Histoire de la Révolution française, Tome 01

Chapter 23

Chapter 233,661 wordsPublic domain

»Nous ne devons point nous le dissimuler, il y a beaucoup à faire pour arriver à ce but. Une volonté suivie, un effort général et commun, sont absolument nécessaires pour obtenir un succès véritable. Continuez donc vos travaux sans d'autre passion que celle du bien; fixez toujours votre première attention sur le sort du peuple et sur la liberté publique, mais occupez-vous aussi d'adoucir, de calmer toutes les défiances, et mettez fin, le plus tôt possible, aux différentes inquiétudes qui éloignent de la France un si grand nombre de ses concitoyens, et dont l'effet contraste avec les lois de sûreté et de liberté que vous voulez établir: la prospérité ne reviendra qu'avec le contentement général. Nous apercevons partout des espérances; soyons impatiens de voir aussi partout le bonheur.

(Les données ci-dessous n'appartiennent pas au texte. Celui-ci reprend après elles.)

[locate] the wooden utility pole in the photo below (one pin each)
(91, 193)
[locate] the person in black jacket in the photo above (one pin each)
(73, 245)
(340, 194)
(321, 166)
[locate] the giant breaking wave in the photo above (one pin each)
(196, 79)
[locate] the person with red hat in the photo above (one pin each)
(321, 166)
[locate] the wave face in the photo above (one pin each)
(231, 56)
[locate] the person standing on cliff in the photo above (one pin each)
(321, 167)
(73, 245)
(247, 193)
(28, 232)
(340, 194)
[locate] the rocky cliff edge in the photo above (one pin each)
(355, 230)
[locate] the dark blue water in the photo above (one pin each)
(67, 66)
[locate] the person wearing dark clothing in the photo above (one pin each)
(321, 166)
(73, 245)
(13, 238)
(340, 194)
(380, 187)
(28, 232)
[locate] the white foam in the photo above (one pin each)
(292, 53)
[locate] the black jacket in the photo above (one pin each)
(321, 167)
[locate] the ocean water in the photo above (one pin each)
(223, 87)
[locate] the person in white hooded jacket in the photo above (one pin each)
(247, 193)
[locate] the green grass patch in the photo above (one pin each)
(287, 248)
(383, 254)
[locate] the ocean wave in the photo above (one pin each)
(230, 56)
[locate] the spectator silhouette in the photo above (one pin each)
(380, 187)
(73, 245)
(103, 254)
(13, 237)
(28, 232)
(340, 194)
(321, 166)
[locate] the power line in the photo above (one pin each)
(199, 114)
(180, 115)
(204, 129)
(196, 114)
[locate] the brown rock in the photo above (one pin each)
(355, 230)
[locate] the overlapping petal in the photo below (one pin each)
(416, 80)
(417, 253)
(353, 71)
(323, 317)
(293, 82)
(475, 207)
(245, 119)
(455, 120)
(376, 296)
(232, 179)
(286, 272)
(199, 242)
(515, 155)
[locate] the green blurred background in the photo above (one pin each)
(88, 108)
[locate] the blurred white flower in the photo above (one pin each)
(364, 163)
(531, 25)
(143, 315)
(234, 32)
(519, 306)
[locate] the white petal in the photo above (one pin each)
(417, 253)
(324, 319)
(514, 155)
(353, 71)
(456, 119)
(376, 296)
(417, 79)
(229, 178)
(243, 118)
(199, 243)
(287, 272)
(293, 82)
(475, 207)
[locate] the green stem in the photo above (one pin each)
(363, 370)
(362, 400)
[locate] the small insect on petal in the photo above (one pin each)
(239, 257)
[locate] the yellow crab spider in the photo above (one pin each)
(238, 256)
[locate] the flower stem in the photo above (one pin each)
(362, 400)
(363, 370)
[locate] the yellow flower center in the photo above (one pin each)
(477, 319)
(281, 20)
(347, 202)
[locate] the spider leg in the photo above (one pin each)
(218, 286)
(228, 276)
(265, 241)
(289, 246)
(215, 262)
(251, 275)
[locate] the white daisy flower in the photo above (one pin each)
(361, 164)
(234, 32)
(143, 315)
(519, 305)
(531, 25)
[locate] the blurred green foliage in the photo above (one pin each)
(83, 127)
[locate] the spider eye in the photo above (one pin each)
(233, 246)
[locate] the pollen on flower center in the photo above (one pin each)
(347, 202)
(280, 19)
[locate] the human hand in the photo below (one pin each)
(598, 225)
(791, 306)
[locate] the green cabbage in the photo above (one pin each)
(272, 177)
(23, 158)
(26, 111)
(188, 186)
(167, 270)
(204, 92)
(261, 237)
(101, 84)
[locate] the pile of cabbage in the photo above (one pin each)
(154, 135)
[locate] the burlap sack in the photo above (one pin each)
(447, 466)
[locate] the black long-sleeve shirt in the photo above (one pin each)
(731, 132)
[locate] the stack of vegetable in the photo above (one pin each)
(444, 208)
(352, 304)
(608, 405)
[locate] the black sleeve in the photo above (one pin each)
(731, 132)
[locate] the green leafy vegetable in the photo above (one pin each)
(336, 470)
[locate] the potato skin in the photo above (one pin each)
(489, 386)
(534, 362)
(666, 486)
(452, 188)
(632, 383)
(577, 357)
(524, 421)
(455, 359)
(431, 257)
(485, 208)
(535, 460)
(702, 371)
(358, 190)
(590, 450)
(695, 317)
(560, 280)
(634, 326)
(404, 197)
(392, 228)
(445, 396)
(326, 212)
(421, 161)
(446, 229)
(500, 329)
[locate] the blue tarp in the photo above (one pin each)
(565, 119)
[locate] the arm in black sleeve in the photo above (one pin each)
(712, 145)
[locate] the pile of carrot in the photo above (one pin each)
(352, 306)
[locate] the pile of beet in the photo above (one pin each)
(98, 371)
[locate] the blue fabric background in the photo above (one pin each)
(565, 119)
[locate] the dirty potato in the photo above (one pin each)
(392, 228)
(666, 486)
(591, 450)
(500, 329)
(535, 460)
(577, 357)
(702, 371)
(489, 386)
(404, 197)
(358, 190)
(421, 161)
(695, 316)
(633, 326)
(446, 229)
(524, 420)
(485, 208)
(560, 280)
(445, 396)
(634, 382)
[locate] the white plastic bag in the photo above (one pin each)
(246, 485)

«Un jour, j'aime à le croire, tous les Français indistinctement reconnaîtront l'avantage de l'entière suppression des différences d'ordre et d'état, lorsqu'il est question de travailler en commun au bien public, à cette prospérité de la patrie qui intéresse également les citoyens, et chacun doit voir sans peine que, pour être appelé dorénavant à servir l'état de quelque manière, il suffira de s'être rendu remarquable par ses talens et par ses vertus.

«En même temps, néanmoins, tout ce qui rappelle à une nation l'ancienneté et la continuité des services d'une race honorée est une distinction que rien ne peut détruire; et, comme elle s'unit aux devoirs de la reconnaissance, ceux qui, dans toutes les classes de la société, aspirent à servir efficacement leur patrie, et ceux qui ont eu déjà le bonheur d'y réussir, ont un intérêt à respecter cette transmission de titres ou de souvenirs, le plus beau de tous les héritages qu'on puisse faire passer à ses enfans.

«Le respect dû aux ministres de la religion ne pourra non plus s'effacer; et lorsque leur considération sera principalement unie aux saintes vérités qui sont sous la sauvegarde de l'ordre et de la morale, tous les citoyens honnêtes et éclairés auront un égal intérêt à la maintenir et à la défendre.

«_Sans doute ceux qui ont abandonné leurs privilèges pécuniaires, ceux qui ne formeront plus comme autrefois un ordre politique dans l'état, se trouvent soumis à des sacrifices dont je connais toute l'importance; mais, j'en ai la persuasion, ils auront assez de générosité pour chercher un dédommagement dans tous les avantages publics dont l'établissement des assemblées nationales présente l'espérance_.»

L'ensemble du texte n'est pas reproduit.